4. Dans le chapitre "le pire de l'information européenne", la palme est attribuée
sans réserve au suivi du dossier "les Trolls de l'UE". Un premier article est publié par le très euro-sceptique journal britannique Daily Telegraph, qui
s'indigne d'un budget alloué par le Parlement Européen pour le suivi et le monitoring des "débats sur les réseaux sociaux et blogs qui ont la capacité d'attirer les médias et l'intérêt des
citoyens" ("public opinion monitoring tools" to "identify at an early stage whether debates of political nature among followers in social media and blogs have the potential to attract media
and citizens' interest" dans le rapport original.) Un an avant les élections européens, le Parlement européen s'inquiète des faibles taux de participation et de l'image publique de l'Union
Européenne. Un article critique des politiques de communication européenne, mais argumenté et étayé de documents de référence,bien que ne citant qu'un point de vue politique, celui de l'UKIP
(Parti pour l'Indépendance du Royaume-Uni, farouchement anti-européen).

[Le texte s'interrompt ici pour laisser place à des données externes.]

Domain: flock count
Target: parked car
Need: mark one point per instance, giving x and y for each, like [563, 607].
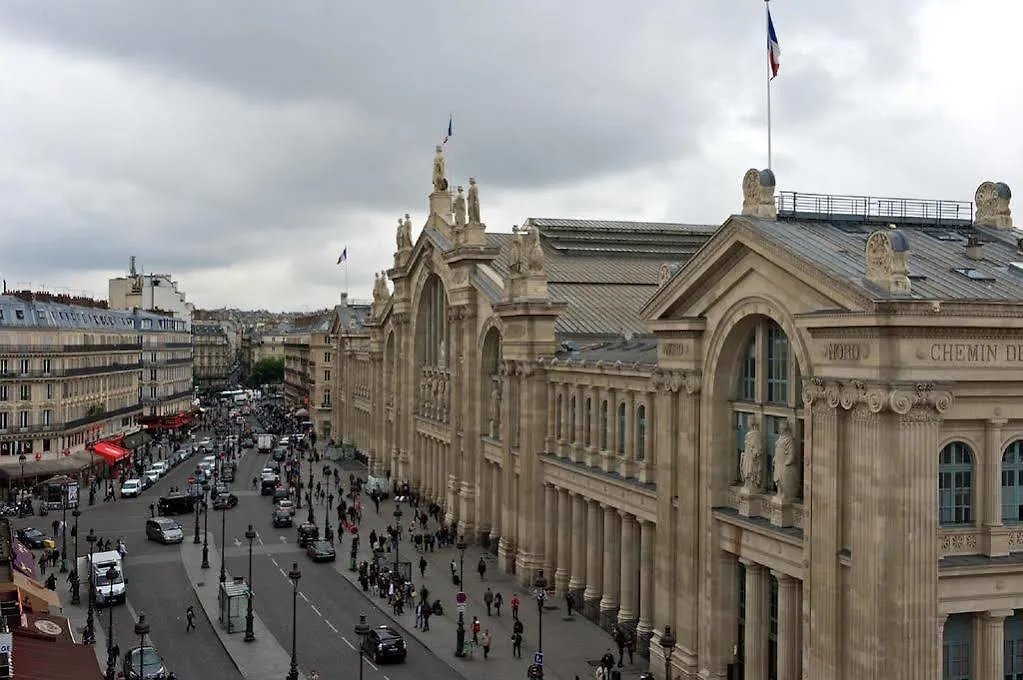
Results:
[164, 530]
[321, 551]
[151, 664]
[35, 539]
[224, 501]
[385, 643]
[131, 488]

Mais l'article est ensuite repris dans des supports francophones, qui ne s'embarrassent pas des précisions de Bruno Waterfield, et le
titre devient chez Agoravox "L’UE va financer des « trolls » pour contrer les
eurosceptiques en vue des élections de 2014". Avec une accroche ravageuse : on serait en présence de "la planification d'une campagne de propagande sans précédent, avant et pendant les
élections de juin 2014" avec "des outils de contrôle de l’opinion publique", avec des communiquants payés pour "se joindre aux conversations et de les influencer, par exemple en
fournissant des faits et des chiffres déconstruisant les mythes (...). Des fonctionnaires européens grassement payés pour troller sur Twitter et Facebook réussiront-ils à convaincre les
Grecs que plus d'Europe c'est la paix, ou les Espagnols que plus d'Europe c'est le plein emploi ?" On est bien loin du texte du Daily Telegraph, et le texte même de l'article est parfois
interprété de façon très large et traduit avec des erreurs grossières.
5. La critique des politiques de l'Union Européenne peut se faire plus sérieusement, et Euractiv.fr nous livre un bon exemple de fact-checking solide : reprenant les propos de
François Hollande sur le programme d'aide alimentaire qui aurait
été "préservé", Jean-Sébastien Lefebvre relève que derrière le propos apaisant, des réalités peu rassurantes apparaissent. "Dans la nouvelle configuration, les procédures d’allocation de l’argent
seront plus complexes. Comme tous les projets financés par le FSE et contrairement à la procédure précédente, un co-financement national sera nécessaire." Et note que le nouveau "fonds européen
d’aide aux plus démunis" disposera d'un milliard d'euros de moins que le programme précédent". (...) "De plus, la vocation du FEAD ne sera plus uniquement alimentaire. Il dépendra désormais de la
ligne de crédit dédiée à la réinsertion et pourra donc financer d’autres biens essentiels de première nécessité (vêtements, chaussures…). Le financement de l’alimentation devrait donc diminuer."
, alors que selon la Fédération européenne des banques alimentaires, "800 millions de repas ont été distribués en Europe en 2011, répondant ainsi aux besoins essentiels en produits de première
nécessité de 5,2 millions de personnes". Dans le climat général d'austérité et de montée de la précarité, on est là en présence d'une potentielle bombe sociale.